- Born: Michael M. Robin United States
- Occupations: Executive producer Television producer Director Television writer
- Years active: 1986-present

= Michael M. Robin =

American television director

Michael M. Robin is an American television producer and director who has worked on such series as All Rise, NYPD Blue, Nip/Tuck, Popular, The Closer, Rizzoli & Isles, Major Crimes, and Dallas. He has earned producing Primetime Emmy Awards for NYPD Blue and L.A. Law as well as three Golden Globe Awards for Nip/Tuck, NYPD Blue and L.A. Law.

==Early career==
Robin began his career as a production assistant on the series L.A. Law, where he worked his way up to Producer in the fourth season and later received a Primetime Emmy Award for his work on the series. He then segued to Cop Rock as a Producer, where he made his directorial debut. He added a second producing Primetime Emmy Award and Directing nomination for his work on NYPD Blue. Robin spent 11 years working for Steven Bochco before branching out on his own on the ABC TV show C-16.

==Work==
Following C-16, Robin formed The Shephard/Robin Company with Greer Shephard in 1998. Their producing success included Nip/Tuck, The Closer, Longmire, Major Crimes, Trust Me, State of Mind, The D.A., Popular and Brutally Normal.

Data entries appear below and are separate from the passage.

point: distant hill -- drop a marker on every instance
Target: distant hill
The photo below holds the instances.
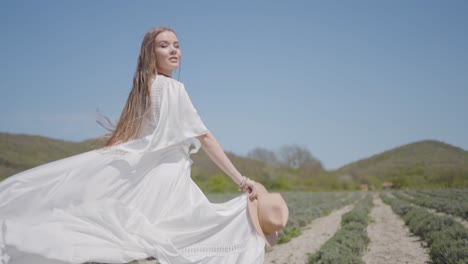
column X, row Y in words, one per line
column 418, row 164
column 19, row 152
column 421, row 164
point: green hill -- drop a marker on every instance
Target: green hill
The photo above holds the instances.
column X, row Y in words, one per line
column 420, row 164
column 19, row 152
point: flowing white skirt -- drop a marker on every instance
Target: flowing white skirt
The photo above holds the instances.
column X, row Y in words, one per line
column 101, row 207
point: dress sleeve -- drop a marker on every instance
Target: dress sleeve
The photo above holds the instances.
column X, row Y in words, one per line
column 178, row 121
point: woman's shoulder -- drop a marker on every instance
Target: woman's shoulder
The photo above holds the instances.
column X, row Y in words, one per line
column 165, row 79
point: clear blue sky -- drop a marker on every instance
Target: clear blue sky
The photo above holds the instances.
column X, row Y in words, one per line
column 345, row 79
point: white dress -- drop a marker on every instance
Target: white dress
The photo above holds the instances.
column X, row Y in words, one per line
column 129, row 202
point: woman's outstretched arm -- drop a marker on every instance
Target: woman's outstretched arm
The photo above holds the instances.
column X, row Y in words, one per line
column 212, row 148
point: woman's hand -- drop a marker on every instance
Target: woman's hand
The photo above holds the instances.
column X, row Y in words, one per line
column 250, row 187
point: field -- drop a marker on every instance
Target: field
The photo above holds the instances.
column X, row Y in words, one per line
column 418, row 226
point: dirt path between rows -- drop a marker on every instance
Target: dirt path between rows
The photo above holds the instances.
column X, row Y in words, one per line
column 390, row 240
column 313, row 237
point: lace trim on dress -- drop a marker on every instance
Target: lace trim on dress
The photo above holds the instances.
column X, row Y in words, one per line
column 215, row 249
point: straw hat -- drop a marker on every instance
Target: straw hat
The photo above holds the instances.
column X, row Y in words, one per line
column 269, row 213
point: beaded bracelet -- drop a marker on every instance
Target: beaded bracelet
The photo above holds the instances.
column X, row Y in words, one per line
column 243, row 182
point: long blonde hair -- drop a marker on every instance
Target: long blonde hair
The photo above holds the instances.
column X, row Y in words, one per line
column 138, row 103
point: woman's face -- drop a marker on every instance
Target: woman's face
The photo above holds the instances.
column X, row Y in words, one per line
column 168, row 53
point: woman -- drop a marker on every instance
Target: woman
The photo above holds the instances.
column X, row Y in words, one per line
column 132, row 199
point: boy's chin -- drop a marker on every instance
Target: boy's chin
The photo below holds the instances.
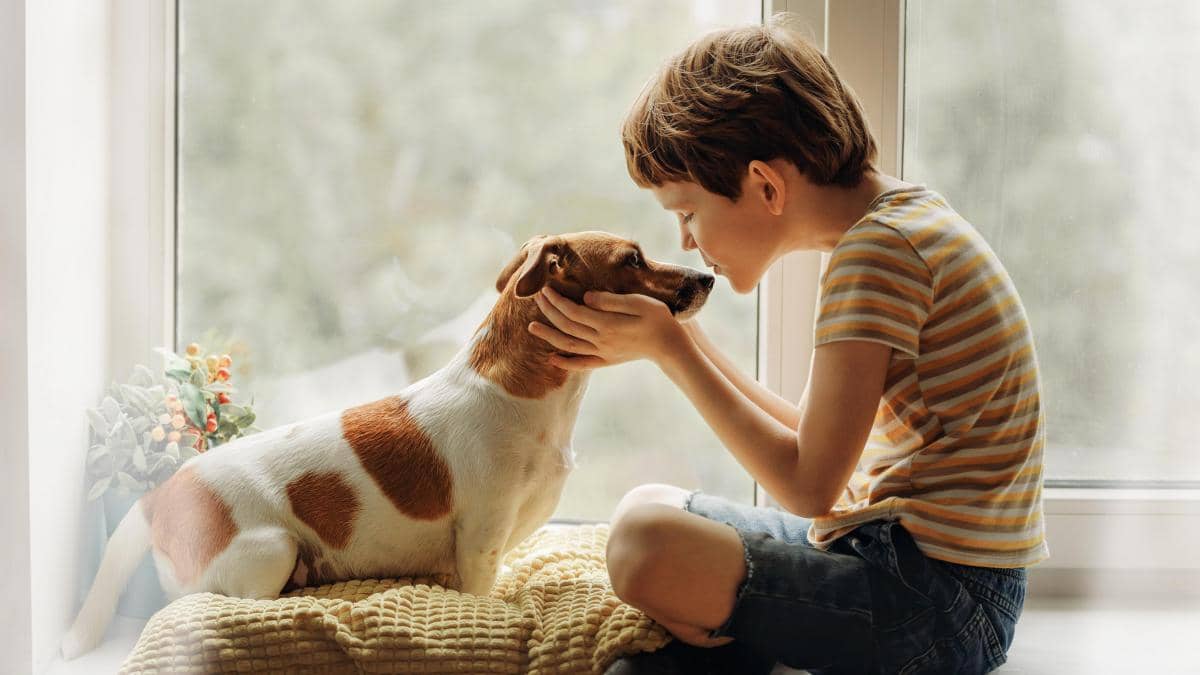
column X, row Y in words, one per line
column 741, row 286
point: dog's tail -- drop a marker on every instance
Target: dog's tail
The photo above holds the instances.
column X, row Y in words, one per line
column 125, row 550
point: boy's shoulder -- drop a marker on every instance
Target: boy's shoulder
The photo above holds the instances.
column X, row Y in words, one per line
column 921, row 221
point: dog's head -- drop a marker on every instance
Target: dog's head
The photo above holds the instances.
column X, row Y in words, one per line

Robin has directed 15 drama pilots, including the pilots for CBS's All Rise, TNT's The Closer, Rizzoli & Isles, Major Crimes and Dallas. He also helmed the pilot for Valor on The CW.

He is currently developing the VR Narrative Series Splash/Damage with WEVR and Warner Brothers' Blue Ribbon Content. Michael also directed and produced The Berlin Wall VR Experience for the Newseum in Washington DC. He is also a member of the advisory board of Streamspace, the leader in blockchain Streaming on Demand Video/SVOD.

In 2017, Robin launched a new venture, Skyemac Productions, under the Warner Brothers banner. Its first production is "All Rise", which is now in its second season on CBS.